The operation was scheduled for 6 at night on Friday, but they thought they might be able to move the surgery up. I couldn’t even drink water on Friday. I couldn’t have anything in my stomach, because it wouldn’t be good if I puked.

By the time they realized they couldn’t move the surgery up, it was too late for me to eat. Friday, a few people came to visit me – Kelsey, Jordan [BelleIsle] and Mitch [Klimek], I think. I was still a little out of it. I’m not really sure what time they did the surgery because I was out of it. It started some time between 6 and 8.

Since my family was at my brothers’ wedding, Yvonne Anderson was there for the surgery. She’s a nurse and the mother of Kelsey Anderson, a girl in my grade.

I woke up with a knee brace on and a little woozy – at 10 or 11 on Friday. I didn’t get to eat that whole next day. I wanted to eat so bad. They didn’t let me eat till Saturday night at midnight.

Early Saturday morning, when they first let me have something to drink, they didn’t tell me anesthesia messes with the digestive system, so I should take it slow. So I drank a ton of water and puked it all up right away. It was just all water, so it wasn’t too bad.

Saturday I got my crutches, so I didn’t have to use the bedpan any more. That was nice.

Morgan [Baumgard], Jordan and Johnny Hogie came Saturday and brought me some videos. Saturday night was the first night I slept pretty well. Sunday was the day I got out.

By Sunday I was getting pretty antsy to get out of there.

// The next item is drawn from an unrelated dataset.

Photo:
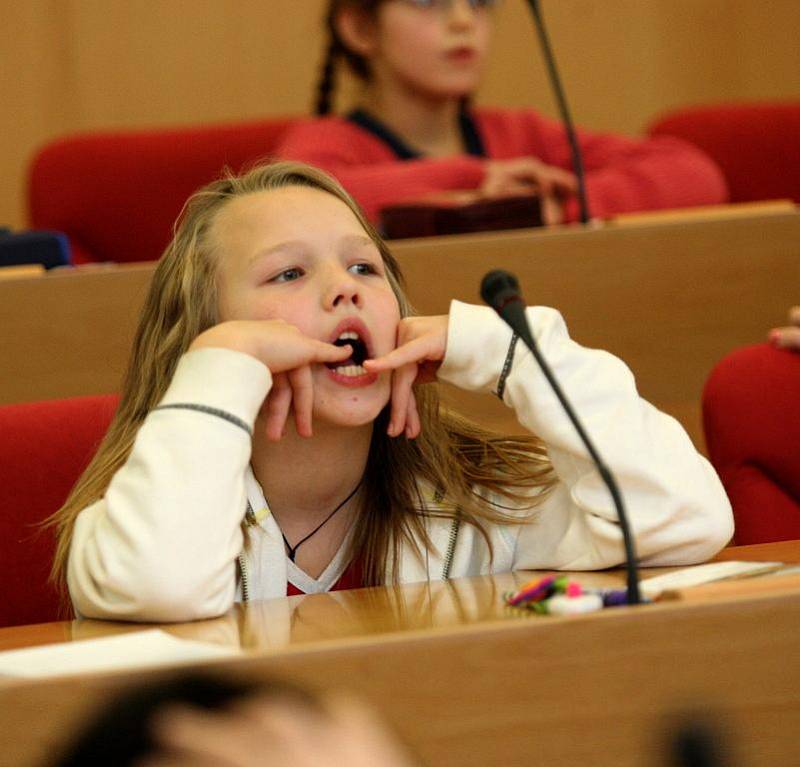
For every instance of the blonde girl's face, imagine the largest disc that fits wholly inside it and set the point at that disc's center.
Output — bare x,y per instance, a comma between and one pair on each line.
437,49
300,255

We were just waiting around for the doctor to release me. My parents showed up at about 10 and brought me a big chunk Rick’s wedding cake. I ate a little piece and gave the rest to the nursing staff. We didn’t get to leave till, like, 3:30.

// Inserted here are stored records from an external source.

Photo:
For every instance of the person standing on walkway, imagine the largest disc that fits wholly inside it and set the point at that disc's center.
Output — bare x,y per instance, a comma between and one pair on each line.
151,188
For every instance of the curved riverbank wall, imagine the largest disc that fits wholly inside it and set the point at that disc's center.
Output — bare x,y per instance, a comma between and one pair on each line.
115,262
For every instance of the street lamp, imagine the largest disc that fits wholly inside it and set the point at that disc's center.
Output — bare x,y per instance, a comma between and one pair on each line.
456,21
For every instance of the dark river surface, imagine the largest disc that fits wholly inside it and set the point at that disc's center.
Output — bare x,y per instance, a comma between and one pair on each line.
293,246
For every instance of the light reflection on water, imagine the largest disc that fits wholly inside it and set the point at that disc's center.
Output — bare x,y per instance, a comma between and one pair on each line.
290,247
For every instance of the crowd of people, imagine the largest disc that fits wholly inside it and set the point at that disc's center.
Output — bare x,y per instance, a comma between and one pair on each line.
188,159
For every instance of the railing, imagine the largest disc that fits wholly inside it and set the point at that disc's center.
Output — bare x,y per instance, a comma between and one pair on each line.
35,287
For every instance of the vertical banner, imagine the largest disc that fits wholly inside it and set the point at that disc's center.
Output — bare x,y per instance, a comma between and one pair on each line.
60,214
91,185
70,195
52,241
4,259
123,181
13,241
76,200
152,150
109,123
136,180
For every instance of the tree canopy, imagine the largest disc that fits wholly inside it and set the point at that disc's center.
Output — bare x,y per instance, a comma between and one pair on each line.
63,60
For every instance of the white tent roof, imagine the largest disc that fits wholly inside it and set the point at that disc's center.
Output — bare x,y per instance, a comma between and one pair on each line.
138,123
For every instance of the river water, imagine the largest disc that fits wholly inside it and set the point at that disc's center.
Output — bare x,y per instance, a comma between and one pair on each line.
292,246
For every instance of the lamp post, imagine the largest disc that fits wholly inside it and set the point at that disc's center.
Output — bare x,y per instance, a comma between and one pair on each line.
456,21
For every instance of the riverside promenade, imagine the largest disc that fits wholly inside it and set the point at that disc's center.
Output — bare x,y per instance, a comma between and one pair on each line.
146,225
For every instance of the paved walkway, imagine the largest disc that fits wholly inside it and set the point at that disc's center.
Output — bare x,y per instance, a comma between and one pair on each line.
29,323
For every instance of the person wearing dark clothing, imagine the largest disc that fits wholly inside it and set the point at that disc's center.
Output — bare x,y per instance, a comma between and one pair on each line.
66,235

I went home and sat around. They switched me over from the “buttons” drug to Percocet. I took a couple before I went to bed Sunday night, and didn’t take any more after that.

For the most part, I don’t have any pain unless I stand for a really time. People ask ‘Does it hurt? Do they have you drugged up? I tell them ‘No, it’s like having a broken arm; they don’t have you on painkillers.’

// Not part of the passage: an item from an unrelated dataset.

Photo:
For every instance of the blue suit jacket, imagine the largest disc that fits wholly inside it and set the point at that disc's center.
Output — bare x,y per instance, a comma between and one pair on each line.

The plate they put in my leg is about a foot long with eight screws. I have a scar on the outside – mid-thigh to the bottom of my knees. The plate is permanent. It’s not screwed into my lower bones. It’s just to keep my femur together.

At first, they though the kneecap had just slid over.  It turned out my leg had broken just above the growth plate at the thickest part of the femur.  The whole knee had shifted over about 70 degrees. I have to have a cast on for six to eight weeks.

I’m supposed to do muscle stretching and flexing exercises. I’ll talk to the doctor in a couple of weeks, if I’m lucky. They want me to flex my knee and stretch my calf. Hopefully, that will keep my leg from turning into a toothpick.

I’m going to have Yvonne take the stitches out in a week so they don’t grow over by the time I see the doctor.

They said it would be twelve weeks for total recovery, but I’m not sure what total recovery means. I’ll walk with a limp when they take the cast off, then I’ll need to build up strength for cutting and turning and that stuff. So, I’m shooting for halfway through the soccer season. That will help to get me in shape for hockey, too.

I plan to do weightlifting once I get the stitches out – make myself look like a triangle with legs; sort of the Kevin Hogie look (that’s a joke).